There’s also an amazing amount of free Playing for Keeps related content that Mur has made available, as a run-up to the book’s release:
Still uncertain if the novel is a worthy purchase? (Oh, it is!) The full book, including all of the comic book-style covers from it’s initial podcast run, as well as an all-new short story, are available as a free pdf download.
The Playing for Keeps music video that I discussed previously has been released. Sadly, Mur did not recieve enough entrants to spur her to dance for the camera, but plenty of people did send in clips… including me. You just know you want to see me, uh, dance, or something…

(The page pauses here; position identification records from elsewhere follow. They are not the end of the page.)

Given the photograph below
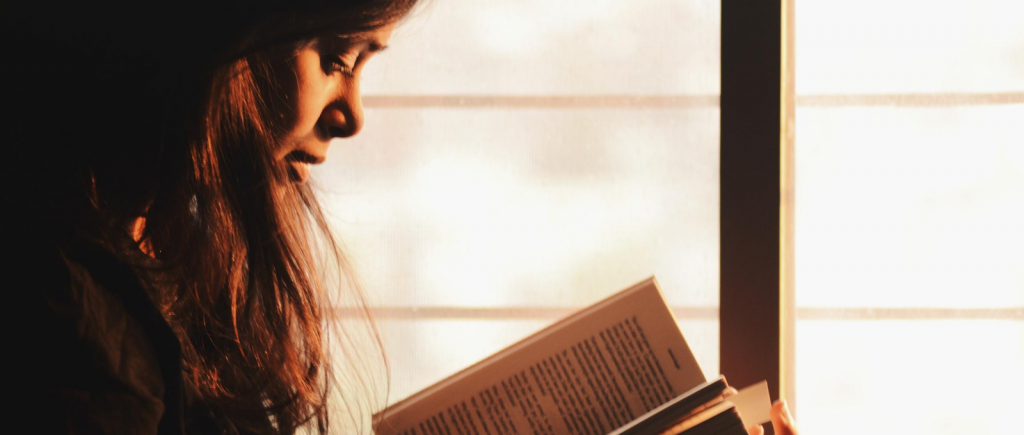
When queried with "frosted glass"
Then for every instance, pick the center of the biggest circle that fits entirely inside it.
(514, 47)
(908, 46)
(501, 208)
(910, 208)
(893, 377)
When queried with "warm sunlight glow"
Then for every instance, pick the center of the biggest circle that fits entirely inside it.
(909, 242)
(462, 219)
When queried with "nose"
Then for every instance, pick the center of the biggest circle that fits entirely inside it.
(344, 115)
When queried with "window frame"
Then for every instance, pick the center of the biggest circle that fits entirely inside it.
(756, 289)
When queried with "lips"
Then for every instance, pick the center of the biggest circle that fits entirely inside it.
(298, 165)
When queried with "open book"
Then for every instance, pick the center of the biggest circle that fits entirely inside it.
(621, 366)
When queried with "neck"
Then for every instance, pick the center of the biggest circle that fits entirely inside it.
(137, 234)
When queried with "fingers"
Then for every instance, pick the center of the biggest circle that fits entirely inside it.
(781, 419)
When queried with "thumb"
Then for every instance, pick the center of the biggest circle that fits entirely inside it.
(781, 419)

Last and most certainly not least, Mur revived the Stories of the Third Wave fan podcast, which can be found on the Playing for Keeps website and feed, and has been putting out content for the last several weeks. Episodes include imaginings of what different radio shows might sound like during the daily commute in Seventh City, as well as original fiction set in the Playing for Keeps universe from J. C. Hutchins and Matt Wallace, and the Seventh City version of existing podcasts. Mur generously invited me to contribute, and I decided to riff on NPR’s Faith Matters program and explore how the existance of heroes in the world of Playing for Keeps might impact on exisiting religious faith, and perhaps create new belief systems entirely. I’m pleased with the result, and invite you to check out that episode as well as all the amazing content that has been contributed.
It would be remiss of me not to point out that the 2008 Hugo Awards were given out this past weekend at Denvention 3, the 66th World Science Fiction Convention. Here the results, from the official site:
Novel: The Yiddish Policemen’s Union by Michael Chabon (HarperCollins; Fourth Estate)
Novella: “All Seated on the Ground” by Connie Willis (Asimov’s Dec. 2007; Subterranean Press)
Novelette: “The Merchant and the Alchemist’s Gate” by Ted Chiang (Subterranean Press; F&SF Sept. 2007)
Short Story: “Tideline” by Elizabeth Bear (Asimov’s June 2007)
Non-fiction Book: Brave New Words: The Oxford Dictionary of Science Fiction by Jeff Prucher (Oxford University Press)
Dramatic Presentation, Long Form: Stardust Written by Jane Goldman and Matthew Vaughn, Based on the novel by Neil Gaiman Illustrated by Charles Vess Directed by Matthew Vaughn (Paramount Pictures)
While I will admit to great joy at the winners of some categories, and some disappointment at the winner of at least one other (don’t ask, because I’m not telling 😉 ), a hearty congratulations is extended to all for the recognition.
The final list of nominees in each category can be found here, and the the final tally of the breakdown of voting is here. The nominee page contains links to where all of the Novella, Novelette, and Short Story finalists can be read freely online.
Also, continuing what is now a Official Tradition, many of the nominated short stories, including four of the five final nominees, are available in free audio format in recent episodes of Escape Pod.
Finally, John Scalzi gives his irreverent take on his Hugo win and Hugo loss here, and io9 serves up a Hugo recap with pictures here.